Thursday, November 18, 2010

Light-Duty Automotive Technology, Carbon Dioxide Emissions, and Fuel Economy Trends: 1975 Through 2010 -- EPA

This report, published in November 2010, provides data on the fuel economy, carbon dioxide (CO2) emissions, and technology trends of new light-duty vehicles (cars, minivans, sport utility vehicles, and pickup trucks) for model years 1975 through 2010 in the United States.

For model year 2009, the last year for which EPA has final data, EPA projects average real-world CO2 emissions to be 397 grams per mile and fuel economy to be 22.4 miles per gallon (the fuel economy values in this report are those that EPA provides to consumers, and are lower than the fuel economy values used for compliance with CAFE standards).

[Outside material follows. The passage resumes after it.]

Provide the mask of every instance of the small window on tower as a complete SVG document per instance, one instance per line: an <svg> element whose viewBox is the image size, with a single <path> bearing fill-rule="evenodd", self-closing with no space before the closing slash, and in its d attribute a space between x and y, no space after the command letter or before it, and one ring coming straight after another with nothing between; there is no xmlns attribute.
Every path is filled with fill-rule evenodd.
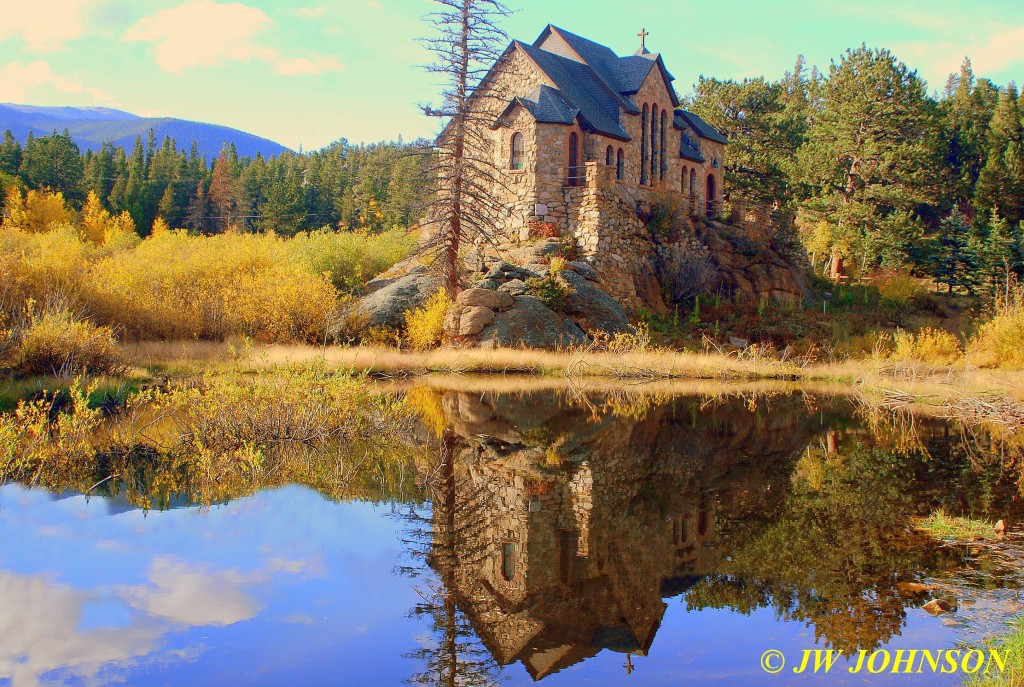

CO2 emissions and fuel economy are at their most favorable levels since the EPA database began in 1975, and are slightly better than the previous best year of 1987. Preliminary values for model year 2010 suggest a slight improvement to 395 grams CO2 per mile and 22.5 mpg, but there is uncertainty in the 2010 values as they are based on automaker projections provided to EPA during the market turmoil of 2009. Average CO2 emissions and fuel economy have improved each year beginning in 2005, and are about 15 percent better than in 2004. This reverses a long-term trend of worsening CO2 emissions and fuel economy from 1987 through 2004.